Investing in Readiness: Growing Early Stage Social Businesses

Building Institutions | Mar, 2013

With social businesses gaining traction in recent years, more funding has become available to them, but many social businesses do not find funding due to lack of a firmly established business model, lack of knowledge on how to fundraise, inability to find like-minded investors, or a lack of investors willing to fund startups. This highlights the need for intermediaries who can bridge the gap between social entrepreneurs and investors. If intermediaries can effectively build the capacity of entrepreneurs to become investment-ready, then the large potential pool of funds that is available for impact investment can be utilized. Dasra’s report, Investing in Readiness: Growing Early-Stage Social Businesses, highlights what makes an early-stage social business investable and identifies the major gaps between entrepreneurs and investors.

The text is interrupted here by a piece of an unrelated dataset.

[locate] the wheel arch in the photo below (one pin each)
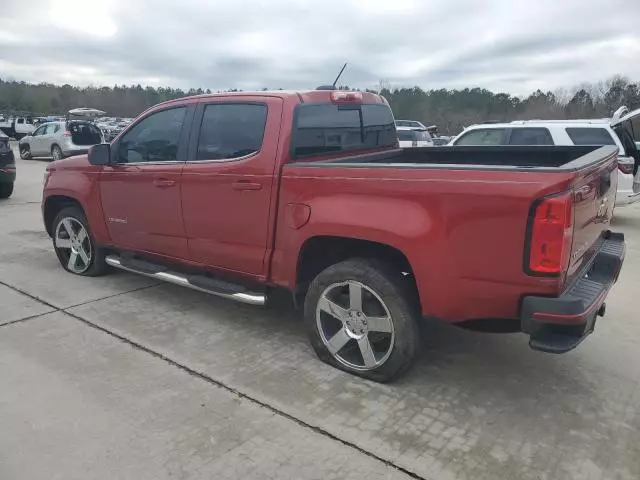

The report makes a few specific recommendations for strengthening early-stage social businesses to make them more investment-ready. For investors, it is important to recognize the capital needs of early-stage entrepreneurs as distinct, and support incubation and accelerator programs that build the capacity of entrepreneurs to pitch their models effectively to investors. For social businesses, it is recommended to share Chief Operating Officer and Chief Financial Officer roles among enterprises at an early stage to mitigate high costs associated with human resources. Other recommendations are to standardize impact measurement through third party audits and to create regulation specific to taxation and access to capital for social enterprises under Section 25 of the Companies Act to avoid confusing governance structures.